Im Jahr 2003 kündigte Olaf Petersen sein taz-Abo. Aber später kam er wieder zu uns zurück. Warum?
Ein Schild am Zaun, auf dem ein massiver Hundekopf prangt. Daneben drei Stichworte und je eine römische Zahl. „Postbote: vier. Einbrecher: sechs.
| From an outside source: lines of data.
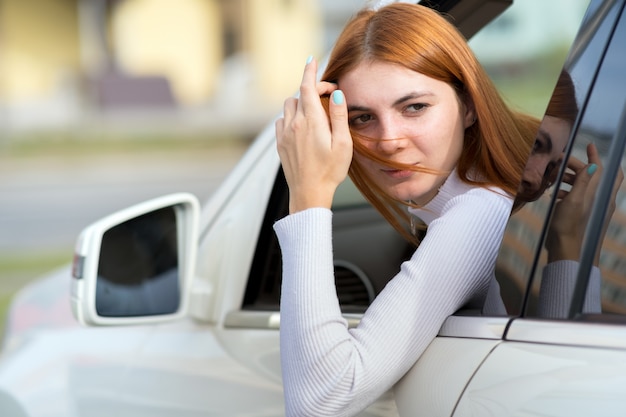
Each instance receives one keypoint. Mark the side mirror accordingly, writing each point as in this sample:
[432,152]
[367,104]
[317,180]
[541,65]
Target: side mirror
[134,266]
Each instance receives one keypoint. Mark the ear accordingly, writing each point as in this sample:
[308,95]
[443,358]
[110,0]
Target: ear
[470,113]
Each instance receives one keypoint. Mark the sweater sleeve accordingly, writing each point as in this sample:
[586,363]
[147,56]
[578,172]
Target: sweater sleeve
[330,370]
[558,281]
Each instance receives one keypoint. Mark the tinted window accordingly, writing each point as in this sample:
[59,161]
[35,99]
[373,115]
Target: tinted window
[524,253]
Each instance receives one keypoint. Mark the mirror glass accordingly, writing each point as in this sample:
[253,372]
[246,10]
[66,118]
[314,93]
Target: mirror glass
[138,273]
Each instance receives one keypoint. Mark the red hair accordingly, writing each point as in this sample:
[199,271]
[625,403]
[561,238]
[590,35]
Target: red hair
[496,147]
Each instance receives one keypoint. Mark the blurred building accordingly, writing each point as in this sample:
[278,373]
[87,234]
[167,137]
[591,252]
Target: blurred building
[77,62]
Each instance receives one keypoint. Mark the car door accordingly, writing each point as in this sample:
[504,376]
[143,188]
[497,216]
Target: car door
[566,356]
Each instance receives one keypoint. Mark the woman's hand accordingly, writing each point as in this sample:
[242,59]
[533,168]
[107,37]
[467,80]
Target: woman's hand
[315,148]
[567,228]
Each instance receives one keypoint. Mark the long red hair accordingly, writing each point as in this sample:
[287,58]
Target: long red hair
[496,147]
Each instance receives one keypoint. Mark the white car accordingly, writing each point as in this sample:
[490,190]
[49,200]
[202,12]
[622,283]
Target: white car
[178,303]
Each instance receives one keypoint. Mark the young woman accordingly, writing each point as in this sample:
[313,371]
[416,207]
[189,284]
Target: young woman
[417,123]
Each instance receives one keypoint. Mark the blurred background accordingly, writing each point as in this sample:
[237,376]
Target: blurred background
[106,103]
Nachbars Katze: drei“. An der Haustür das nächste Schild: „Cave canem“. Der gleiche Hundekopf. Eigentlich möchte man schon wieder gehen, bevor man das Haus von Olaf Petersen betreten hat. Egal. Nach ein Mal Klingeln geht die Tür auf, ein Mann, ein Händedruck. Kein Hund. „Ach, den hat meine Ex-Frau bei ihrem Auszug mitgenommen“, sagt er. Die Schilder hat sie wohl vergessen.
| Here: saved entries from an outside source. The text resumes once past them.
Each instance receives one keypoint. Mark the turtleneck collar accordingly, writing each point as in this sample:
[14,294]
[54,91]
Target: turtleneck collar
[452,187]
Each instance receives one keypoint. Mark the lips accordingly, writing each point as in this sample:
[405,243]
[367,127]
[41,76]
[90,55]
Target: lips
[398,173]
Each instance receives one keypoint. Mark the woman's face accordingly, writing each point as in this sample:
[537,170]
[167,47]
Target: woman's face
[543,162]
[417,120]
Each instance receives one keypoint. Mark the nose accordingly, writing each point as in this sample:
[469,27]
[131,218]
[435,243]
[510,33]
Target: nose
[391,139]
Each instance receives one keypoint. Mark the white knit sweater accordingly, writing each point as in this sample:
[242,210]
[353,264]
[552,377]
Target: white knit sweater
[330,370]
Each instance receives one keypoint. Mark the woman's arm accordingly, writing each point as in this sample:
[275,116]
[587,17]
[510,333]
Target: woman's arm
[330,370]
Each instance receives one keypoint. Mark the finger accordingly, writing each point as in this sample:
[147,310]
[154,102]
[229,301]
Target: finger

Das war 2006. Es war nicht nur die Zeit, als seine Frau ihn verließ. Olaf Petersen hängte auch seine Selbstständigkeit als Taxifahrer an den Nagel. Er wechselte zum Hansafunk 211211, seitdem fährt er vier Mal die Woche seinen VW Touran, immer nachts, etwa 200 km pro Schicht.
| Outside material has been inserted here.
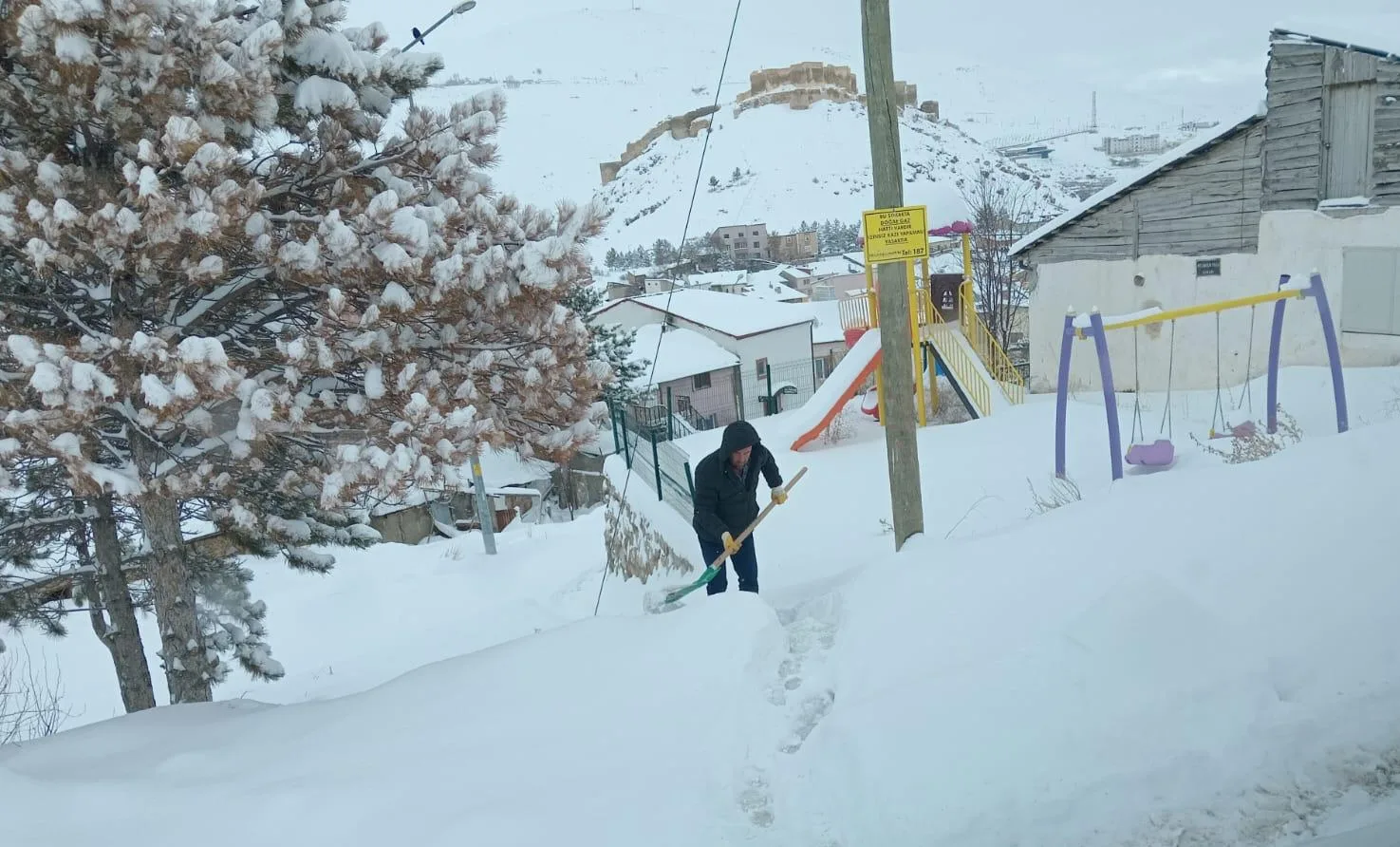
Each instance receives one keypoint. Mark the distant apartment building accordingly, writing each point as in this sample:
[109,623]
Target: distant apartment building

Auf seinen Wohnzimmertisch hat Petersen Becher mit Filterkaffee gestellt, Eis und Pflaumenkompott habe er auch da, sagt er. Es soll um die taz gehen an diesem Mittwochnachmittag, was liebenswert an ihr ist, und was hassenswert. Und warum Olaf Petersen 2003 so sauer wurde, dass er sein Abo kündigte. Um Jahre später wieder zu bestellen.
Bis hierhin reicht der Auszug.